The Greek National Anthem is one of the most recognizable anywhere in the world, and it is the longest of any such song, written by the country’s “National Poet,” Dionysios Solomos.
Its title is “Hymn to Liberty” (Greek: “Yμνος εἰς τὴν Ἐλευθερίαν”). It was written as a 158-stanza poem in 1823 on the Greek island of Zakynthos and printed one year later in Missolonghi.
The Solomos poem was inspired by the brave men who fought in the Greek War of Independence and Greece’s incredibly long, rich history.
In 1865, the King of Greece, George I, visited Corfu and heard the island’s philharmonic band performing the first three stanzas, which had been set to music by the operatic composer Nikolaos Mantzaros.

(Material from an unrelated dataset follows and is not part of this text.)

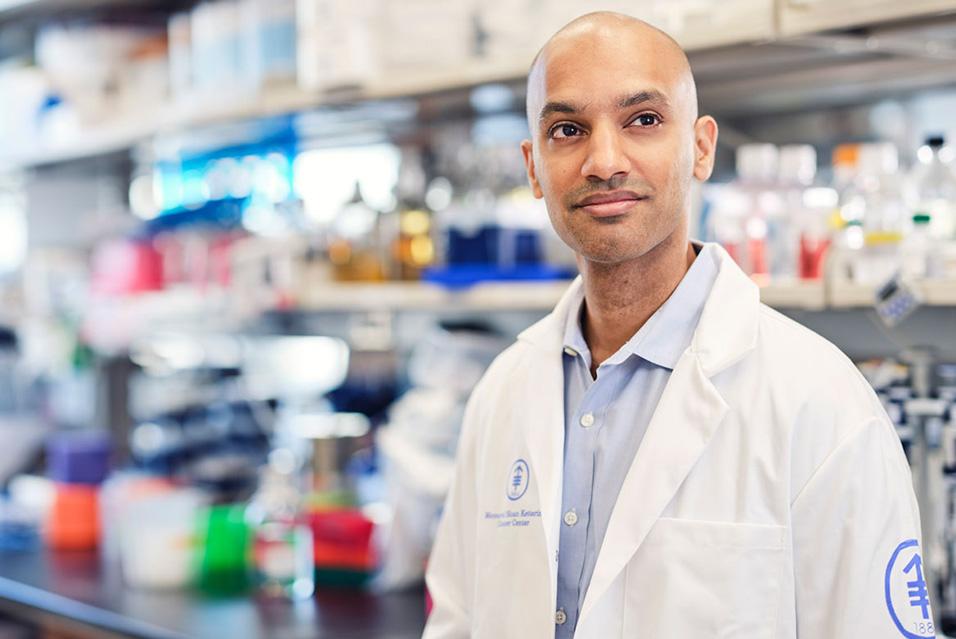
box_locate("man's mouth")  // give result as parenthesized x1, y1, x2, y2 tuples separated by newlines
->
(573, 191, 648, 217)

The King was so impressed that he ordered the band’s music to be played during official events; thus, “Hymn to Liberty” instantly became the National Anthem of Greece.

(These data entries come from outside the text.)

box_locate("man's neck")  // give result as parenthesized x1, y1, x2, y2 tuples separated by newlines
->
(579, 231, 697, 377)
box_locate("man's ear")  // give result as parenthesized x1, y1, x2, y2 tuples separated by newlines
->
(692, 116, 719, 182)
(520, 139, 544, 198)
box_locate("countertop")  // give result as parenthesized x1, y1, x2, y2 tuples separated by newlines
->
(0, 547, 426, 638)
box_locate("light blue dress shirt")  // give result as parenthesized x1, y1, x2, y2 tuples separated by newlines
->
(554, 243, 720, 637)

Beginning in 1966, it became the National Anthem of Cyprus as well after a decision by its Council of Minsters.
Greece’s National Anthem describes scenes from the War of Independence
The “Hymn to Liberty” deals with several themes from the War of Independence and other events from the long and illustrious Greek history.
The poet presents the goddess of liberty and recalls the past martyrdoms that occurred during the history of the country and the revolt of its “slaves” under foreign rule as well as the joys of being a Hellene.
Solomos also speaks of the the disdain European rulers had for Greece and the contemptuous indifference of the Greeks for their pro-Ottoman stance.
In stanzas 35 to 74 of the Greek National Anthem, the poet describes the battle and the fall of Tripolitsa, the Turkish capital and stronghold of the Peloponnese.
Stanzas 75 to 87 speak of the Battle of Corinth and the destruction of the mighty army of Drama Ali in Dervenakia.
The first siege of Missolonghi in 1822 and the drowning of the Ottomans in the river of Acheloos are described in stanzas 88 to 122 of the song.
The courageous naval engagements of the war, mainly the burning of the Turkish flagship near Tenedos, are described in stanzas 123 to 138 as well as the Turks’ barbaric hanging of Gregory, the Patriarch of Constantinople.
In the Epilogue (stanzas 139 to 158) of the Greek National Anthem, the poet advises former fighters to rid themselves of their harmful discord and petty differences and urges the powerful of Europe to allow Greece to be fully liberated.